I think in this case you could probably discuss having a blessing of some kind near the grave, if not the ceremony itself

BlueThursday · 03/09/2021 07:14

To the pp who said U.K. they mean england and Wales so it depends where you are

Scotland has fewer restrictions on where a marriage can take place

SaskiaRembrandt · 03/09/2021 08:03

A cemetery up the road from where I live does weddings. It's not used as a cemetery anymore so that might make a difference.

Miniroofbox · 03/09/2021 08:05

That’s a bit disrespectful if it’s a graveyard that’s currently in use where family might be burning someone or visiting a grave.

kwiksavenofrillsusername · 03/09/2021 09:51

If it’s a goth wedding, can I come?

BingBongToTheMoon · 03/09/2021 09:54

[quote exexpat]Not yet, I think. It has just become legal to have valid wedding ceremonies outdoors in the UK, but if you read the rules carefully, it looks like the new rules only apply to non-religious ceremonies at licensed premises; rule changes for religious weddings may come later.

www.gov.uk/government/news/outdoor-civil-wedding-and-partnership-registrations-to-be-legalised[/quote]
Been able to legally do so in Scotland for years.

Noshowwithoutpunch · 03/09/2021 09:55

Sounds interesting and I'm a bit woo.
I'd love it.
Hope you can if that's what you'd like!
I can't see a reason why not although I don't think it would be a religious ceremony you'd just need permission from the cemetery owner.

Chemenger · 03/09/2021 09:56

[quote exexpat]Not yet, I think. It has just become legal to have valid wedding ceremonies outdoors in the UK, but if you read the rules carefully, it looks like the new rules only apply to non-religious ceremonies at licensed premises; rule changes for religious weddings may come later.

www.gov.uk/government/news/outdoor-civil-wedding-and-partnership-registrations-to-be-legalised[/quote]
This is England and Wales, not the U.K., outdoor weddings have been possible in Scotland for ages, I don’t know about NI. It’s not very helpful to make inaccurate posts, even if the link makes it clear what the actual facts are.

BashfulClam · 03/09/2021 10:00

In Scotland you can but it’s a bit weird. Why do you want to stand on top of people’s remains to get married?

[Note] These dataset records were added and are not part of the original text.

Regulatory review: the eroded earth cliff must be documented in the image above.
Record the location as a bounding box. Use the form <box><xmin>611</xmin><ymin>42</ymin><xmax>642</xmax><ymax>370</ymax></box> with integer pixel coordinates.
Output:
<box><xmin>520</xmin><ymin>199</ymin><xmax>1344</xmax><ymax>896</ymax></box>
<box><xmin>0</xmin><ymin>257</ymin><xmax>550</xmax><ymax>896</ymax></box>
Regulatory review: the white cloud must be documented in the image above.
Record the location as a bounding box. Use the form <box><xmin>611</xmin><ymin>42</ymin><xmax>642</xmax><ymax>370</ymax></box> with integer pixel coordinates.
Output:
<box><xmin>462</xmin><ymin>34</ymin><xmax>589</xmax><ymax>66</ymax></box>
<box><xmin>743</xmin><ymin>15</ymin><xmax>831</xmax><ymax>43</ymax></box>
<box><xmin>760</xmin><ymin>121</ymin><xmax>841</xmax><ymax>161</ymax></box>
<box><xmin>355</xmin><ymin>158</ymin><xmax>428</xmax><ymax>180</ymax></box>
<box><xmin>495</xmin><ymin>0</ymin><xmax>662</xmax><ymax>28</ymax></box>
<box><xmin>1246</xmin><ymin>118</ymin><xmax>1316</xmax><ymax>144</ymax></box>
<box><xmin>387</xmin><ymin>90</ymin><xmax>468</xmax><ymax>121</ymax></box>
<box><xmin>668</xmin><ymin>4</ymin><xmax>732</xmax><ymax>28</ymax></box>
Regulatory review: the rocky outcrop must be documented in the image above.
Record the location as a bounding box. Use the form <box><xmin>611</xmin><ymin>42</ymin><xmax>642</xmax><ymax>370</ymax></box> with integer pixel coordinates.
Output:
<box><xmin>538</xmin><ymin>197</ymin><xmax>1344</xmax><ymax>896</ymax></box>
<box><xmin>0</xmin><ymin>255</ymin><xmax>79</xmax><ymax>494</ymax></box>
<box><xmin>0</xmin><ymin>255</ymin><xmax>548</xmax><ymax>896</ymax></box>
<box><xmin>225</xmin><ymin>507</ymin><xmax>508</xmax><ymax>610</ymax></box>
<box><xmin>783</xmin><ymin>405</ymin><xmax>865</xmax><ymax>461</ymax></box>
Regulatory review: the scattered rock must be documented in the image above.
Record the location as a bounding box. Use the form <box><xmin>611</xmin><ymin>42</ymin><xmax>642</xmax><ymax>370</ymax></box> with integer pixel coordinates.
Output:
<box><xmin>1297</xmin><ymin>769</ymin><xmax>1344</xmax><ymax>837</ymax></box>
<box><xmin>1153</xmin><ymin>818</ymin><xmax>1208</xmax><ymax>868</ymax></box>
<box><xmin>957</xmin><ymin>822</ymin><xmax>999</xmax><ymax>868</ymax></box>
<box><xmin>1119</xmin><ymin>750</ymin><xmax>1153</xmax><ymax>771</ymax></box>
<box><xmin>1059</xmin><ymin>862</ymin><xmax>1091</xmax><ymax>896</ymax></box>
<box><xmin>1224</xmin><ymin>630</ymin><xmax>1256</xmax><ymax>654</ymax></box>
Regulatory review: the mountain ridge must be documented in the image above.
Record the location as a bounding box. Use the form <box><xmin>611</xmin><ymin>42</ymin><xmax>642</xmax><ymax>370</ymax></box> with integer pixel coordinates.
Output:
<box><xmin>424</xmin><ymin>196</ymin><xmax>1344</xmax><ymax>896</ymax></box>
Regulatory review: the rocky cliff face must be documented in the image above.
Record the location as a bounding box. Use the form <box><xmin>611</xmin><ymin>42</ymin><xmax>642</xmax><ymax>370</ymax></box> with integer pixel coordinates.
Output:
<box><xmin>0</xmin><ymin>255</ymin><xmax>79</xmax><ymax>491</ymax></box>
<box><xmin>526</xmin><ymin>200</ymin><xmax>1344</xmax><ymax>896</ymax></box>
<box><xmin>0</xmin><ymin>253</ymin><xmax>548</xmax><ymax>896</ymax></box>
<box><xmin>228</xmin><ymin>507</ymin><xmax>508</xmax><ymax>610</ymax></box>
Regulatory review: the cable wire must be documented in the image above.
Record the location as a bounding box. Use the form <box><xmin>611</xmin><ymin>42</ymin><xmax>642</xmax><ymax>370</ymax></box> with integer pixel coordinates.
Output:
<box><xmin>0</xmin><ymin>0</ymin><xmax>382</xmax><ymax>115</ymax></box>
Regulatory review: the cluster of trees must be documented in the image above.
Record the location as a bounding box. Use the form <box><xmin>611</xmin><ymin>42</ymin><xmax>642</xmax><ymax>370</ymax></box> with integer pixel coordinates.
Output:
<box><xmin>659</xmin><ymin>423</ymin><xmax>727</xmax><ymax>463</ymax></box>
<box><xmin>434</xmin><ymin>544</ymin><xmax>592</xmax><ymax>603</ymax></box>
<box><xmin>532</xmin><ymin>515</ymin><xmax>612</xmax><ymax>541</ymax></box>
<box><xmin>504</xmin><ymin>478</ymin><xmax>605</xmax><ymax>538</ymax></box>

BashfulClam · 03/09/2021 10:02

@exexpat not true, in Scotland it has been possible for sometime so saying UK in your post is wrong when you mean England and Wales. I loved getting married on a Scottish beach

CoralFish · 03/09/2021 10:30

Probably in Scotland. Maybe in England if a vicar allows it? I'm not sure of the rules for religious ceremonies. Not in England as a civil ceremony unless the graveyard is licensed.

Tiggles · 03/09/2021 10:51

In Wales and England not legally no.
Church weddings have to take place indoors.

BuffySummersReportingforSanity · 03/09/2021 10:56

It would depend on the why, but I think most people, including most celebrants, would find it disrespectful to the people buried there and those who mourn them.

GreyhoundG1rl · 03/09/2021 10:59

Why do you want to? On the face of it, it's an awful, disrespectful thing to do; just to look a bit edgy.
Quite attention seeking, tbh.

MrsSkylerWhite · 03/09/2021 11:01

aurynne

Why the fuck would you want to? To more colourfully represent the "till death do us part" bit??“

We lived in a church conversion. The graveyard was the most beautiful, serene place.

FleasInMyKnees · 03/09/2021 11:01

What if there is a funeral that day, or relatives are visiting their loved ones.

WearingMyBestMardyPants · 03/09/2021 11:03

The ceremony (if presided over by a vicar) has to be inside the church building. If it's a church graveyard then you are unlikely to get permission from the vicar to do that. You could have a church service and then a blessing by a grave after.

If it's a cemetery and you wanted a registrar to perform the service because you wanted to be near a family members grave so they could be "present /included" as it were, then you may have more luck. But you'd have to get permission from the cemetery and make sure that no burial/internments etc were taking place at the same time. And it would have to be done in such a way that wasn't disrespectful to the owners of nearby graves (I don't mean the deceased!) so that no damage was done etc.

You'd probably be best contacting the crem and making enquiries like that, they'll either flat out refuse or direct you to where to get permissions.